A questo punto mi viene da chiederti se hai mai pensato di stupire il tuo pubblico facendo all’improvviso dei set ipersperimentali, o comunque diversi dalla techno serratissima che è il tuo marchio di fabbrica.
Sì, ho anche pensato di fare dei set che non fossero così focalizzati sul ritmo come lo sono abitualmente i miei; c’ho pensato, ma alla fine ho sempre deciso che non è il caso di farli. Non ancora, almeno. Perché la gente se ne andrebbe. La sala si svuoterebbe. E nel mondo, anzi, in una serata non ci sono solo io, non c’è solo “il dj”: c’è tutta la gente che lavora all’organizzazione, e queste persone hanno bisogno che chi arriva si diverta, di modo che poi torni anche nella serata successiva che viene organizzata, e poi in quella dopo ancora… Quindi insomma, non penso di potermi permettere di arrivare in un club e fare all’improvviso un set completamente non ritmico e sperimentale. Né lo voglio. Perché penso che i cambiamenti vadano fatti passo passo, sennò sono solo traumi inconcludenti. D’altro canto i set che suono adesso sono molto diversi da quelli che suonavo nel 1991. E sono differenze che sono date dai cambiamenti nella nostra società, nelle armi tecnologiche in nostro possesso: ora abbiamo molti più modi e tecnologie per poterci esprimere, grazie a ciò ora sono in grado di giocare un maggior numero di carte. Oltre a questo, io mi sono fatto più saggio ed è aumentato il mio bagaglio di conoscenze, anche in musica: ora, rispetto a dieci o quindici anni fa, ho molto più chiare quali sono le cose essenziali nella musica elettronica.

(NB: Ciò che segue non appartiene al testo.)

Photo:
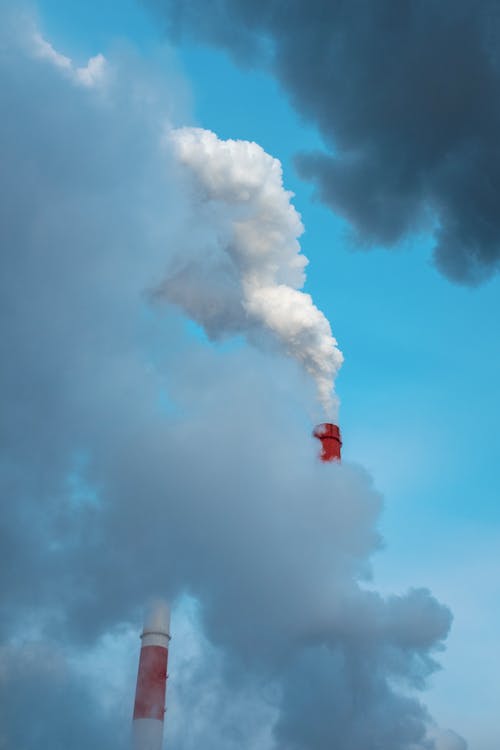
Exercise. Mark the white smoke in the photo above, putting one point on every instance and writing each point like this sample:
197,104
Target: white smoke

Se non sbaglio, i tuoi esordi vanno fatti risalire ad un gruppo di nome Members Of The House. Ce ne puoi parlare?
I Members Of The House erano il gruppo di Mike Banks: non ne ero un vero e proprio membro, diciamo che aiutavo durante i processi di produzione e registrazione. Era un gruppo focalizzato comunque sulle voci, diciamo che eravamo una specie di Temptations con in aggiunta elementi house. Soul music, ecco.
Ma nel momento di creare insieme a Banks Underground Resistance, eravate consci che stavate creando un esperienza artistica drasticamente radicale?

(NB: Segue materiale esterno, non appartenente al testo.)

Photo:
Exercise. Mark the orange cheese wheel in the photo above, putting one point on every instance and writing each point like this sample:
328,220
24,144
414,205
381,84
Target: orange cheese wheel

Almeno per quanto riguarda Detroit sì, ci rendevamo conto che come Underground Resistance stavamo dando vita a qualcosa di veramente nuovo e radicale; non avevamo grande cognizione di cosa stava accedendo in Europa o in altre parti degli Stati Uniti, se non cose frammentarie e dai contorni non molto chiari. Il nostro panorama insomma era Detroit. Ma attenzione: la nostra novità e radicalità non stava tanto in campo musicale, in quanto UR era semplicemente la combinazione dell’approccio di Mike Banks col mio (io ero tutto preso dalla musica industriale, nei suoi aspetti più sperimentali, Mike invece proveniva dalla scena house); è però vero che il risultato dell’unione di questi approcci già esistenti ha creato una alchimia che andava in direzione di una musica che diventasse un mezzo per indagare se stessi, che ti spingesse a scavare a fondo dentro te stesso. Nemmeno io so bene come ciò sia avvenuto, ma è avvenuto; senza nemmeno il bisogno che io e Mike teorizzassimo esplicitamente su questa cosa, su questo obiettivo.

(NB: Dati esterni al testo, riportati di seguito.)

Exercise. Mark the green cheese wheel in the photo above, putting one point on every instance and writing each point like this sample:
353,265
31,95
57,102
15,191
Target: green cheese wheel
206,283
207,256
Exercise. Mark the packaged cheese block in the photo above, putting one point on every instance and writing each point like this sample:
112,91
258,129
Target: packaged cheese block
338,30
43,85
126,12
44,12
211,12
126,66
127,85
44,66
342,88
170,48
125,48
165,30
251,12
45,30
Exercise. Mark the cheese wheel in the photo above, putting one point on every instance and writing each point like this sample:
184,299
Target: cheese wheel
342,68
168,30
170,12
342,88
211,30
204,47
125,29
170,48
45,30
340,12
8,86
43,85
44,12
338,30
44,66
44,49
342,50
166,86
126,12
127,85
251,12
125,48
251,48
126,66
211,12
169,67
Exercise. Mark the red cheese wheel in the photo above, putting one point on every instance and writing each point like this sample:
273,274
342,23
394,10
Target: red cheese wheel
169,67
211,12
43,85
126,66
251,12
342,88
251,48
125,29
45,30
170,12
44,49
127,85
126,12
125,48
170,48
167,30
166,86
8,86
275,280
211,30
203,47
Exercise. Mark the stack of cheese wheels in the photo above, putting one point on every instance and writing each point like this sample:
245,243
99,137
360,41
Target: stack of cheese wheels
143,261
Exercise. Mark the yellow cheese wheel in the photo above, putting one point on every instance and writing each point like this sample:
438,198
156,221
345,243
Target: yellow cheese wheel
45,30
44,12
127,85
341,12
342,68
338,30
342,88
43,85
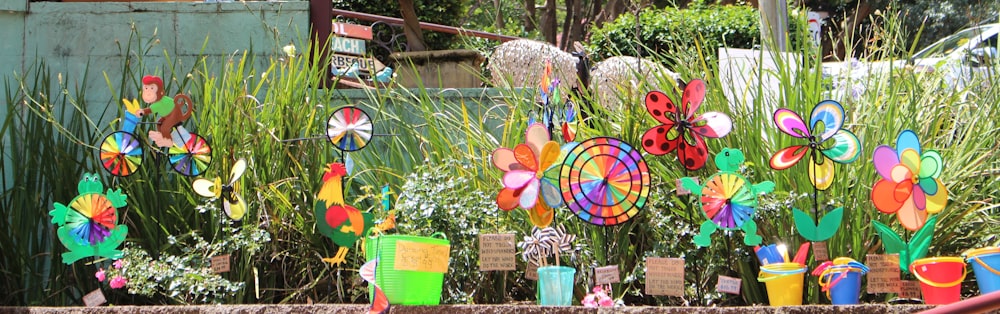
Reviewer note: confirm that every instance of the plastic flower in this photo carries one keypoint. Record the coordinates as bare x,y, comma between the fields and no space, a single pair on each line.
910,186
681,129
530,175
118,282
828,141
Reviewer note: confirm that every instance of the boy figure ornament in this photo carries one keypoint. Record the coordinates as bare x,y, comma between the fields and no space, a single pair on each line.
172,113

Pensi che la musica elettronica seguirà il destino dell’hip hop e sarà negli anni quasi completamente assimilata dal mainstream, fino a diventarne magari il mezzo di espressione preferito?
Bisogna comunque dire che la musica elettronica si può suddividere in molti sottogeneri. Alcuni di questi sono stati alla fine già usati dalle major, dal mainstream. Ma la differenza fondamentale tra musica elettronica ed hip hop è il fatto che gran parte della musica elettronica è priva di parti vocali; al di là di questo, posso dire che la musica elettronica che io produco non ha proprio nulla a che fare con quello che potrebbe essere lo spirito delle major – ma penso che questo principio si possa applicare ad una robusta maggioranza dei miei colleghi. E’ una musica elusiva. Però su ogni musica le major trovano il modo di avere degli appigli e di adottare dei modi per renderla commerciabile: penso anche al jazz o al blues.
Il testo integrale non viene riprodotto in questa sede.